Porter escaped from prison, where he was a model prisoner with no hope of parole. Fed up with a system that doesn’t give any leeway to reformation, he ran away to Chicago. Here he developed an entirely new life, making friends, starting community service projects, becoming an active member of the church, and writing poetry. When the feds caught up to him twenty years later, no one in his new community had any idea he had helped kill two people.

In a story that has the potential to be quirky as well as a serious while commenting on the United State’s prison system, “Killer Poet” tends to drag out plot details instead of focusing on what makes the people in the film entertaining. Reading about this case in the newspaper is one thing, but stretching out this case into a 77 minute film is quite another. We need more than a crime reporter going over details. Instead, we need more in-depth interviews with Porter and his friends in order to get a real sense of his character. Clearly, there is a story here. And contrary to popular belief, documentaries don’t have to be a dry way of presenting all of the facts.

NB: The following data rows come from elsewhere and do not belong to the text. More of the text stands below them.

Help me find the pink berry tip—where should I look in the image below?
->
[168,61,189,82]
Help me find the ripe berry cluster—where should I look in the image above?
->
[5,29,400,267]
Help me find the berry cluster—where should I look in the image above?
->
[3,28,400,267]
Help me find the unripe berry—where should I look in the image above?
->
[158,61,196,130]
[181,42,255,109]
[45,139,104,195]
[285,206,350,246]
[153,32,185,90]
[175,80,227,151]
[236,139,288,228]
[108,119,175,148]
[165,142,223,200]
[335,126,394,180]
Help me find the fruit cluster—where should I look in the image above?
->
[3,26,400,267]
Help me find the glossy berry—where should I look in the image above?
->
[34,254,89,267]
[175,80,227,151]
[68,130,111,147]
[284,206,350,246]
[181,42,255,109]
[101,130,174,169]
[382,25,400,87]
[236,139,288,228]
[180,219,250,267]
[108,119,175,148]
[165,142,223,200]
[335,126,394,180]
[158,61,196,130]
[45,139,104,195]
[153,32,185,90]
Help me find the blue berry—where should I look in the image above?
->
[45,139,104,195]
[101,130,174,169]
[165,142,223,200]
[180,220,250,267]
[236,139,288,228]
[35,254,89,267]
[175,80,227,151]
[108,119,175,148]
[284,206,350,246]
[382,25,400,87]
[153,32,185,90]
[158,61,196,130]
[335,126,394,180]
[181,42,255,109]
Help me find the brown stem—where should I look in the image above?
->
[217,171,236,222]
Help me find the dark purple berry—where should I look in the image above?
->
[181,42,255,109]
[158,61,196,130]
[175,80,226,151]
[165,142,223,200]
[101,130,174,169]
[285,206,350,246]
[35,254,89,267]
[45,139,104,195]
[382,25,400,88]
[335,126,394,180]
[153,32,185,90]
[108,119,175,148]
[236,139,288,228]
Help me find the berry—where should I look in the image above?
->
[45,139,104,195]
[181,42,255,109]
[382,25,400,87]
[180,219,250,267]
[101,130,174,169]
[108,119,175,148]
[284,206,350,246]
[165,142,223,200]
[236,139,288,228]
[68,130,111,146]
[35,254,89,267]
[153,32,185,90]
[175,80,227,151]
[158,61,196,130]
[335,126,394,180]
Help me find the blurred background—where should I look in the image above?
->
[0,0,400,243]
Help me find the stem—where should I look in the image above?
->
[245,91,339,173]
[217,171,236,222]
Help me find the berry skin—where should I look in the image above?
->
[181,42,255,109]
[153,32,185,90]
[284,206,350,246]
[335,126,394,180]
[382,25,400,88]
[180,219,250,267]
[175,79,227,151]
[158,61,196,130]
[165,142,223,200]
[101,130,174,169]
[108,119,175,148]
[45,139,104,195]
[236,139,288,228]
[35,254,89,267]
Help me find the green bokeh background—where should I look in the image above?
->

On top of that, Norman is not a very good poet. I say that respectfully because God knows I’m a terrible poet and I don’t have two consecutive life sentences holding me down. But in a film that uses his poetry as glue to hold the story together, one would expect something a little. . . better. Instead of calling the film “Killer Poet,” Gray could have called the film “Killer Community Service” and focused on the work that Porter did really well outside of prison. Doesn’t have quite the same ring to it, but the actual film might have been a bit more satisfying.